Assembling a longer-term annuity from child support via frozen embryos
“Anti-Abortion Groups Join Battles Over Frozen Embryos” (nytimes, January 19, 2016) has an interesting financial planning angle that the newspaper didn’t explore.
A properly planned career of collecting child support pays better than going to college and working at the median college graduate wage (see Real World Divorce, e.g., the California, Massachusetts, Utah, or Wisconsin chapters).

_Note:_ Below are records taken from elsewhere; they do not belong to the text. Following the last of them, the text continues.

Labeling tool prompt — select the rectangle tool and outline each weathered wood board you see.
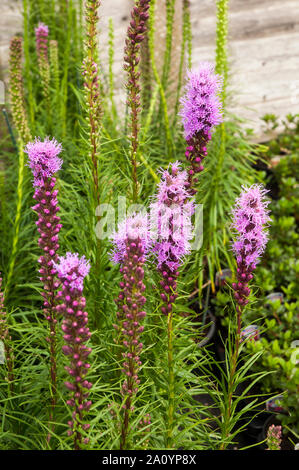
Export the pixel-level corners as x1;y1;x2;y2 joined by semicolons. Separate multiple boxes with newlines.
0;0;299;140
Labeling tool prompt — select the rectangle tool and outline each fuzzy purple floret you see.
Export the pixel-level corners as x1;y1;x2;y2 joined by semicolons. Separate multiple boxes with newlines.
25;138;63;186
35;23;49;37
111;213;151;264
53;252;90;292
35;23;49;60
179;62;222;140
151;162;194;272
233;184;270;267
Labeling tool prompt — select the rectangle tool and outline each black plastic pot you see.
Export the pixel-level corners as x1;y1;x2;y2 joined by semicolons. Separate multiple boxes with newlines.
259;413;294;450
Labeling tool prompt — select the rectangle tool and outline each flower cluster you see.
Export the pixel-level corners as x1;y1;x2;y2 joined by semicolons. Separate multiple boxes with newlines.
267;424;281;450
9;36;31;143
25;139;62;407
151;162;194;315
180;62;222;194
35;23;49;61
232;184;270;306
53;253;92;449
25;138;62;188
124;0;150;201
111;214;149;448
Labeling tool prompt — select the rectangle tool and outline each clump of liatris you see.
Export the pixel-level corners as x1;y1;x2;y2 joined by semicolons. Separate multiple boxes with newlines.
112;214;150;449
53;253;92;450
124;0;150;202
9;36;31;143
267;424;281;450
151;162;194;315
135;413;152;450
232;184;270;312
35;23;50;105
180;62;222;195
82;0;101;204
0;277;14;391
25;139;62;411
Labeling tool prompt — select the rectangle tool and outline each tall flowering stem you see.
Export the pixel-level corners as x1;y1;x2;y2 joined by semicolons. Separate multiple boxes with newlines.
112;214;150;449
35;23;51;116
25;138;62;434
151;162;194;448
180;62;222;195
9;36;31;143
267;424;281;450
53;253;92;450
232;184;270;337
124;0;150;202
82;0;101;205
221;184;270;449
0;277;14;392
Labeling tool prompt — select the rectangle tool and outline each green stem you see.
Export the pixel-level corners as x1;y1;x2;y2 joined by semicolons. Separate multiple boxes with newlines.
166;311;175;449
148;0;174;158
5;144;24;298
23;0;35;132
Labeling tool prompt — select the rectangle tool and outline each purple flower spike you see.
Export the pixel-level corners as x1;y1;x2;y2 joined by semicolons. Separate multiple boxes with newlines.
25;135;62;418
35;23;49;61
53;253;92;450
25;138;62;187
180;62;222;195
232;184;270;309
111;214;150;449
111;213;150;264
151;162;194;315
53;252;90;292
180;62;222;140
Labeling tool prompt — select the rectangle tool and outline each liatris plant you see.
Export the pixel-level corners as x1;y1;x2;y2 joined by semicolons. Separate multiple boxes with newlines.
0;277;14;391
151;162;194;315
53;253;92;450
151;162;194;448
25;138;62;430
35;23;50;111
267;424;281;450
82;0;101;205
112;214;150;449
124;0;150;202
9;36;31;143
221;184;270;449
232;184;270;336
180;62;222;195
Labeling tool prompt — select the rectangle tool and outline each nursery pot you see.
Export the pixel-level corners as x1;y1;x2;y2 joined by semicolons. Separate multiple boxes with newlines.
259;413;294;450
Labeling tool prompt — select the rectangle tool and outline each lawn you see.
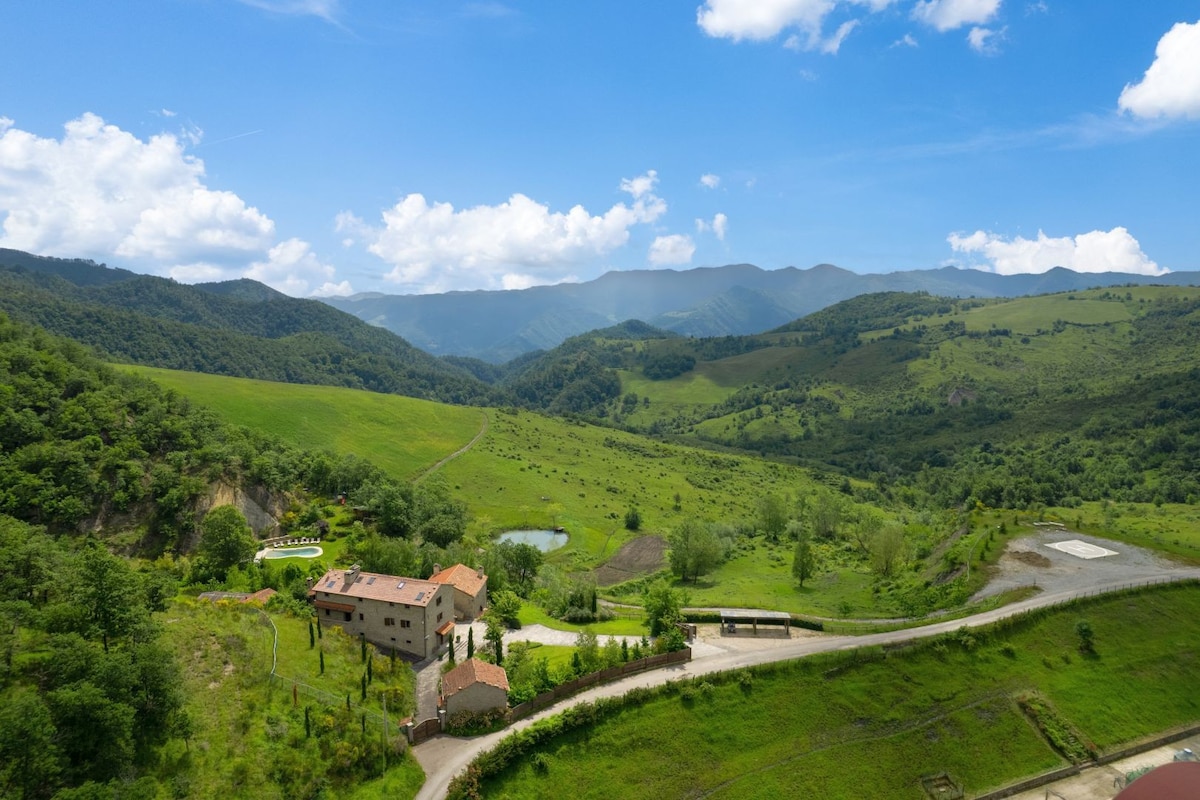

It can provide earnings over a long period of time, e.g., if a plaintiff has the first child at age 18 and the last child at age 40, in Massachusetts the cash will flow until age 63. However, with human lifespan increasing, a plaintiff might want to assemble a portfolio of cashflow-positive children that will pay dividends beyond age 63. Enter the New York Times to show how it can be done!
What if embryos are frozen when a plaintiff is age 30? They can be incubated either by the plaintiff (if female) or via a surrogate at any later date, e.g., when the plaintiff is 60 years old, thus providing a stream of tax-free cash through age 78, 81, or 83 depending on the state. What if the defendant parent has died in the intervening years? Many states allow for a plaintiff to collect child support from the estate of a dead parent.
An advantage of this approach is that, due to the spread in birth years, the amounts of the payments can be roughly double than if children from the same defendant had been born in the same year (e.g., see New York or Wisconsin where the formula is very simple; one child pays 17% of a defendant’s pre-tax income while three children yield only 29% of the defendant’s pre-tax income (remember that the money is tax-free to the defendant, though, so this corresponds to roughly half of the defendant’s after-tax income)). A disadvantage is that the future cashflow needs to be discounted. Given a sufficiently high discount rate it might make more sense to incubate the embryo to term today and invest the child support proceeds in a Vanguard index fund.